In 2008, the U.S. Supreme Court in a widely cited opinion said states could require voters to show photo identification at the polls to guard against fraud.
But that decision was not the last word on voter ID.
In Wisconsin, two judges recently issued injunctions against that state's voter ID law, saying it presented real hurdles to casting a ballot.
Missouri's state Supreme Court struck down the photo ID requirement there. Now the state has a weaker ID law that allows voters to submit utility bills, bank statements, and other documents as identification, without a photo.
Court outcomes have swung so widely that legal experts are wary of predicting how Pennsylvania Commonwealth Court Judge Robert E. Simpson will rule later this month on a challenge to the state's new voter ID law. Simpson heard seven days of testimony that wrapped up Thursday.
"There are both factual and legal differences" from laws and court challenges in other states, said Richard L. Hasen, a professor at Loyola Law School in Los Angeles and author of The Voting Wars, which chronicles the fight over election laws starting with the battle between George W. Bush and Al Gore in 2000.
The Pennsylvania case has generated suspense, he added.
"Pennsylvania is the only potential swing state that I'm aware of where the question of whether voter ID laws will be in place is uncertain this close to the election," he said.
Indiana was among the first to adopt a voter ID law, in 2006. The Indianapolis League of Women Voters sued in federal and state courts, contending the law disenfranchised voters.
The league eventually lost both cases. When the U.S. Supreme Court upheld the Indiana law in 2008, Justice John Paul Stevens said preventing fraud was a legitimate concern.
"The application of the statute to the vast majority of Indiana voters is amply justified by the valid interest in protecting the integrity and reliability of the electoral process," he wrote in the majority opinion.
But the Supreme Court ruling may not apply in every case. The justices said the plaintiffs had failed to present evidence that the law violated anyone's constitutional rights, and said such proof might make future challenges possible.
Robert Pastor, director of American University's Center for Democracy and Election Management, said the Pennsylvania lawsuit seemed to present the best evidence of harm of any case so far. The American Civil Liberties Union of Pennsylvania brought the suit and has presented testimony from 10 people, some of them elderly, who said it would be difficult for them to get the required ID before the November election.
"Up until this case, opponents of voter ID made judgments about likely effects without having empirical evidence," he said.
Indiana's law fed a wave of similar legislation in state legislatures, often promoted by the American Legislative Council (ALEC), a controversial group funded by conservative and corporate donors.
As a result, 33 states have some form of voter ID law, according to the National Conference of State Legislatures.
The U.S. Department of Justice is fighting those laws in court in Texas and South Carolina, saying they violate the federal Voting Rights Act.
The landmark 1965 act aimed to end literacy tests and other requirements that prevented people, many of them African American, from voting. Opponents of the new voter ID laws argue that requiring identification presents a significant barrier to casting a ballot. Supporters say it is no different from current laws that require people to register to vote.
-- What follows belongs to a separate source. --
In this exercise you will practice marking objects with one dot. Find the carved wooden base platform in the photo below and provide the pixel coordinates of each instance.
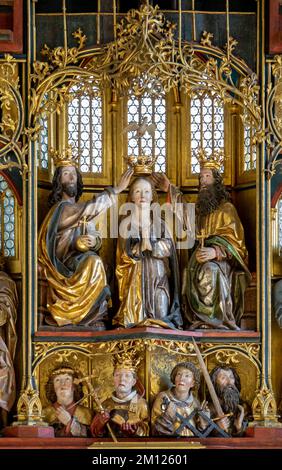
(29, 431)
(59, 334)
(256, 438)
Some conservatives have attacked U.S. Attorney General Eric Holder over the federal actions, arguing that he is just trying to help President Obama win a second term.
Last month, the Justice Department opened an investigation into Pennsylvania's law, though it has not determined whether it will file suit.
The Voting Rights Act works differently in Pennsylvania than in Texas and South Carolina. That is because Texas and South Carolina belong to a group of states, most of them in the South, that have a history of voting discrimination.
Those states can't change their voting laws without getting approval -- officially known as "preclearance" -- from the Justice Department. After Texas and South Carolina passed voter ID laws in 2011, the Justice Department refused to grant preclearance, arguing that the new requirements would be discriminatory.
Pennsylvania does not need preclearance from the Justice Department, which so far has only requested databases and other information related to the new ID law.
If the Justice Department were to bring legal action against Pennsylvania over the issue, it would have to prove that the law here discriminates. That's a bigger burden than in preclearance states, which must prove that the change will not disenfranchise certain groups.
"The question is, who has the advantage?" said Michael J. Pitts, a law professor at Indiana University who worked on Voting Rights Act cases in the Justice Department from 2001 to 2005.
In preclearance states, the Justice Department has the edge. In states such as Pennsylvania, the state does.